English Country Garden
Those of a certain age will remember the American singer Jimmie Rodgers who, in 1962, reached No. 5 in the charts with the folk song ‘English Country Garden’.
For readers younger than about 40, the song asks “How many kinds of sweet flowers grow, in an English country garden?” Jimmie starts by ticking off the usual suspects – roses, hollyhocks, daffodils – and then sticks his neck out with some rather more obscure suggestions like Lady’s Smocks, or Cordamine pratensis (which is really a meadow plant, but we’ll allow it for artistic licence).
After this, things start to unravel a little. I don’t know how many English gardens Mr Rodgers had actually seen. I suggest it’s not that many, as he then starts a role call of our native fauna, including those regular British favourites, the snake and the bobolink.
No, me neither.
Anyway, I’d not given this song much thought over the years, until I was approached in late 2012 by a client who wanted ‘an English country garden that’s easy to maintain’.
The existing garden (below) had a good size herbaceous border and a rock garden with a pond, but little else except a large lawn with a specimen Silver Birch in the centre. The brief was to create greater visual appeal, with more planting in a relaxed country style. Consideration was to be given to enlarging the patio and providing an additional seating area away from the house. One specific requirement was ‘no straight lines’ – the client wanted more traditional curves and hidden areas. Planting was encouraged to be full, almost wild in nature.
I have a soft spot for the traditional English garden style, from the herbaceous borders of Gertrude Jekyll to the abundant tapestries of planting at Great Dixter. The trouble with that style is that it tends to be high maintenance. I needed to devise something that wouldn’t need a team of full-time gardeners to look after.

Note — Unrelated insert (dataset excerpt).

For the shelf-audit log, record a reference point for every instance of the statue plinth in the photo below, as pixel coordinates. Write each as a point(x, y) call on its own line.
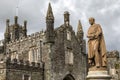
point(98, 75)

My scheme features a much reduced lawn, and a larger gravel garden with plants set into it, which are encouraged to set seed. The specimen tree was kept, and under-planted with shade-tolerant plants and spring and autumn bulbs. Traditional herbaceous flower beds surround the gravel garden, and the rock garden and pond was enlarged, with a simple trickling waterfall adding movement and sound to the garden. A small seating area was included away from the house, encased in a stone semi-circular wall and planter feature. The shots below show the newly built garden and some of the initial planting.
The garden is now starting its second full season, and here are a couple of shots of the planting and the pond from spring of 2014, with a quote from my client at the end.
And the answer to the question “How many kinds of sweet flowers grow, in an English country garden?” – in this one, we planted about 70.